I didn’t bring it up, but the topic kept surfacing anyway.
During all my talks with local interior designers for this month’s Spaces & Places stories, I kept hearing the word “compromise.”
Designer Arianne Bellizaire told me how she married the differing styles of a couple she worked with on a project. He wanted their master bedroom to be calm and quiet. She wanted it to be a little bolder and louder.
The answer, Bellizaire often finds, is in the blue.
“We know that blue is a great compromise color, which is why you see a lot of blue in our projects,” she told me. “It’s not that it is our favorite color. It’s just that when we’re designing for a married couple or a shared space, blue is typically a color that is easy for both people to get their heads around.”
In this design, midnight blue pillows, chairs and curtains offered the liveliness the wife was looking for. Bellizaire grounded its vibrancy with neutrals and golden yellows more suited to the husband’s tastes.
And all the designers I talked with agreed on one thing—communication in the beginning of the design process is crucial.
If she’s working with a couple, Rachel Cannon likes both clients to be present from the first meeting, so there are no surprises down the road. It saves time—and money—because it prevents disagreements and changes at the 11th hour of the design process.

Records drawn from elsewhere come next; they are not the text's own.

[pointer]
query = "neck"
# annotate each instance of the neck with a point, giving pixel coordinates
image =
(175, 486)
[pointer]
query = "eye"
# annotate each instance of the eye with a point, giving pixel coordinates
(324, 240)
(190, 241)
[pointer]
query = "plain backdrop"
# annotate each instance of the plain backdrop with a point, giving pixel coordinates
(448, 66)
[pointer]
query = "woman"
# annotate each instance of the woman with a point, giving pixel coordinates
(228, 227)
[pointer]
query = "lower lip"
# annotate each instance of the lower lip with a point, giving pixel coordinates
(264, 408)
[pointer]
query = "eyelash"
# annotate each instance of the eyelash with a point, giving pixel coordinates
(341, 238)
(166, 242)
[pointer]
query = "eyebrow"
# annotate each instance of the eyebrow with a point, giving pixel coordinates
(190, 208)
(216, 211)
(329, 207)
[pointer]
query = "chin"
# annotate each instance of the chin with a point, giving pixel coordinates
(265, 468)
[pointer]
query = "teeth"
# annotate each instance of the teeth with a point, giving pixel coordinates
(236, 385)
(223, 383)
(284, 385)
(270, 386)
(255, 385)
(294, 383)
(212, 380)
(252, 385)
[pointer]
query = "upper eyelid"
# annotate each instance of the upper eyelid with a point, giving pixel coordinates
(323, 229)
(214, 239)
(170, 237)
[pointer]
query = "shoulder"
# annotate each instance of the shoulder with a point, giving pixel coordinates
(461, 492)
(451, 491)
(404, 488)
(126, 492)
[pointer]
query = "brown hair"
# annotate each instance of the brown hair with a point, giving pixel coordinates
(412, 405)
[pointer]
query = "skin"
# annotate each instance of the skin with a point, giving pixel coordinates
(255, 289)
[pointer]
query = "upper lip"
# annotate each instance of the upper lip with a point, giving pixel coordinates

The more I talked to the designers about these other couples’ stories, the more I felt like they were unknowingly reading my mind. I couldn’t help but silently apply their advice to my own life.
I just got married. And after many years together—most of which were spent in some form of long-distance relationship—my husband, Adam, and I are finally living together full time.
It is truly the best thing ever and a stage of our lives we have dreamt of for a long time. Getting to come home from work to each other every night, cook together daily and even watch Netflix sitting next to each other on the couch are activities we will never take for granted.
I wouldn’t trade it for anything.
Even if it means getting rid of the pink in our apartment.
Adam and I have extremely different styles. I live for color. Especially pink. His style is darker and industrial.
He’s all about minimalism, organization and form over function. I’m a maximalist. If I see something I love, I have to have it, even if I don’t have space for it.
And yes, this makes me a little bit messy. But perhaps my worst offense is prioritizing style over things that well, actually work. I’m that person who will covet a gloriously design-y couch even if the cushions are rock-hard uncomfortable.
So we’re different. There’s nothing wrong with that.
But now that he’s moved into my pastel-filled apartment, I can appreciate that he wants to come home to a space he loves every night as much as I do.
When we had our friends Brittany and Matt over, Brittany walked in the door and said, “Wow! I love your space.”
Adam replied, “Oh, that’s all Jenn.”
“Yeah, man, I can tell,” Matt said with a laugh.
Adam gave me a dark look.
There’s a part of me that wants to sell everything I own on Facebook Marketplace and start over. Make a Pinterest moodboard. Pick everything out together. Ride off into a perfectly designed sunset.
Instead, though, we’re taking it slowly and realistically, making one change at a time.
I bought pull-out drawer organizers for the cabinets under our bathroom sink to control the overflowing tsunami of our bathroom products (cough, OK, mostly mine). It was an utter game changer.
And once, when Adam was at work, I surprised him and spent all day swapping out some of my artwork and hanging up his.
The labor was worth it as soon as I saw his smile when he returned to our home that night.
Because that’s the thing: It’s not just my home anymore.